Retrieval-Augmented Generation Assistant for Anatomical Pathology Laboratories

Retrieval-Augmented Generation Large Language Models Natural Language Processing Anatomical Pathology

Authors

Downloads

Accurate and efficient access to laboratory protocols is essential in Anatomical Pathology (AP), where up to 70% of medical decisions depend on laboratory diagnoses. However, static documentation such as printed manuals or PDFs is often outdated, fragmented, and difficult to search, creating risks of workflow errors and diagnostic delays. This study proposes and evaluates a Retrieval-Augmented Generation (RAG) assistant tailored to AP laboratories, designed to provide technicians with context-grounded answers to protocol-related queries. We curated a novel corpus of 99 AP protocols from a Portuguese healthcare institution and constructed 323 question-answer pairs for systematic evaluation. Ten experiments were conducted, varying chunking strategies, retrieval methods, and embedding models. Performance was assessed using the RAGAS framework (faithfulness, answer relevance, context recall) alongside top-k retrieval metrics.
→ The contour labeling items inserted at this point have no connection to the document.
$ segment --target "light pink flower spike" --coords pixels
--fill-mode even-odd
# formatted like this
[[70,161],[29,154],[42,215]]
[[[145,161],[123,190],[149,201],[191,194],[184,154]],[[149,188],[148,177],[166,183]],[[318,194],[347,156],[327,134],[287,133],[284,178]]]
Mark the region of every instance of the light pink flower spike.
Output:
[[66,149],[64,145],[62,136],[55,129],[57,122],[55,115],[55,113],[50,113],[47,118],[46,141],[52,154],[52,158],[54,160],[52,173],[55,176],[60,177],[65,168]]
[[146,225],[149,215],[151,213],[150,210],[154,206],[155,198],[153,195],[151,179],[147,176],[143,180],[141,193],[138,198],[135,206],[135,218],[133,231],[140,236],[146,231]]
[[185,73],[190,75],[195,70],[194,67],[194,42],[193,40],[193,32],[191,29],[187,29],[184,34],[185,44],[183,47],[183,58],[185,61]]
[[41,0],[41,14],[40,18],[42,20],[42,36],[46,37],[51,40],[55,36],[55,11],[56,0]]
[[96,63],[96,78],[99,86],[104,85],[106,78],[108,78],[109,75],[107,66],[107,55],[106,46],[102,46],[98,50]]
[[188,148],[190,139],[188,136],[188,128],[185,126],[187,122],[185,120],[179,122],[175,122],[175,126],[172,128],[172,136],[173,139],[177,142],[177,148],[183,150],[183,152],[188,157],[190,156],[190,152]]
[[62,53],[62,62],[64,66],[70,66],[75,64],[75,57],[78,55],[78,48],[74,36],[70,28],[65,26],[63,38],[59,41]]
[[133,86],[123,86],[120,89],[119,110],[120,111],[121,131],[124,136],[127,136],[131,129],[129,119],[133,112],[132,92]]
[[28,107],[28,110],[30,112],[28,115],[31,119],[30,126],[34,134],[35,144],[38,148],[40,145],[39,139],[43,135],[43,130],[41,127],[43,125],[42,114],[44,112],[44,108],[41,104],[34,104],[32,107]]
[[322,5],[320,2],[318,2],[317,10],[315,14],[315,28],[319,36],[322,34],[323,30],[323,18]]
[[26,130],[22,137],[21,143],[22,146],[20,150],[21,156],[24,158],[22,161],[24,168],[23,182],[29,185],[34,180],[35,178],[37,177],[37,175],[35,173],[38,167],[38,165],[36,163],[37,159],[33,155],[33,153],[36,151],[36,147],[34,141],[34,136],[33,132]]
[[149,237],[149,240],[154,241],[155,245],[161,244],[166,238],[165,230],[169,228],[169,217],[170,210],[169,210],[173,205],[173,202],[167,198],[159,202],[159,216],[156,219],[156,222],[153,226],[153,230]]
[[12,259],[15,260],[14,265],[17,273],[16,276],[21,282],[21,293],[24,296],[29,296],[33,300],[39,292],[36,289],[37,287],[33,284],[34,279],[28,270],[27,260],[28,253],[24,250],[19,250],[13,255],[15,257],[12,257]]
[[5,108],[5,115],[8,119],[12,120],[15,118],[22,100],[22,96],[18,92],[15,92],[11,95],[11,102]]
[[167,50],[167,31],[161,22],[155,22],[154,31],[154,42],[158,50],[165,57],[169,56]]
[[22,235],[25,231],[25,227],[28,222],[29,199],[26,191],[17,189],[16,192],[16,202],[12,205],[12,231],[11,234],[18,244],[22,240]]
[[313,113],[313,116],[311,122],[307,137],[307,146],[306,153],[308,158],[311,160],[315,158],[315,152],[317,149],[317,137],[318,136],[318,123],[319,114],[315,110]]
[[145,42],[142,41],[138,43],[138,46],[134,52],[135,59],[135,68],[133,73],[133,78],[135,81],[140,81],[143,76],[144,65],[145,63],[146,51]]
Results show that recursive chunking and hybrid retrieval delivered the strongest baseline performance. Incorporating a biomedical-specific embedding model (MedEmbed) further improved answer relevance (0.74), faithfulness (0.70), and context recall (0.77), showing the importance of domain-specialized embeddings. Top-k analysis revealed that retrieving a single top-ranked chunk (k=1) maximized efficiency and accuracy, reflecting the modular structure of AP protocols. These findings highlight critical design considerations for deploying RAG systems in healthcare and demonstrate their potential to transform static documentation into dynamic, reliable knowledge assistants, thus improving laboratory workflow efficiency and supporting patient safety.